Журналистка похлопала глазами и улыбнулась, явно норовя продолжить свои вопросы, но тут Кристоф рассмеялся, бесцеремонно отстранил ее и, взяв Илларионова под руку, отвел в сторону:
– Я немного понимаю по-русски, – сказал он, – у меня бабушка русская. Говорить не могу, а понимать – понимаю. Она меня в детстве часто ругала – почему-то всегда по-русски. А эту Исабель Лашом гоните подальше – она как… sangsue, – Кристоф забыл английское слово leech – «пиявка».
– Они думают, что все русские должны мыслить глобальными категориями и отвечать за свое правительство, – извиняющимся тоном проговорил Арсен Михайлович, не знавший французского слова sangsue, но точно угадавший его значение.
– Не забудьте – в восемь я подъеду к вашему отелю, – молодой француз весело встряхнул профессору руку и убежал.
Илларионов вздохнул и со стыдом подумал, что главная причина его согласия отужинать с Лаверне – незатухающее за все время пребывания во Франции чувство голода.
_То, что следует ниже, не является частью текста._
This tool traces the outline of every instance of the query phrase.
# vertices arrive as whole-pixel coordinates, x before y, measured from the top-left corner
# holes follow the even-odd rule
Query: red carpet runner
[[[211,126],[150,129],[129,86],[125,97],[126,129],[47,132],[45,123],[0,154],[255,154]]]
Он подозревал, что сами французы едят совсем не то, что подают в отеле участникам конференции, и вовсе не в таких мизерных количествах.
Ужин в отеле в этот вечер, как обычно, проходил в мрачном унынии. Соседями Илларионова по столу были старенький профессор из Новосибирска, его аспирант Саша и веселый доктор наук из Тбилиси, обожавший рассказывать политические анекдоты. Если б не он, то при виде ежедневных круассонов и крохотных тарелочек с салатами у достойных представителей советской науки, пожалуй, началась бы тяжелая депрессия. Черт дернул Илларионова – он поддался чувству эгоистической радости и похвастался сотрапезникам:
– Меня сегодня один француз на ужин пригласил.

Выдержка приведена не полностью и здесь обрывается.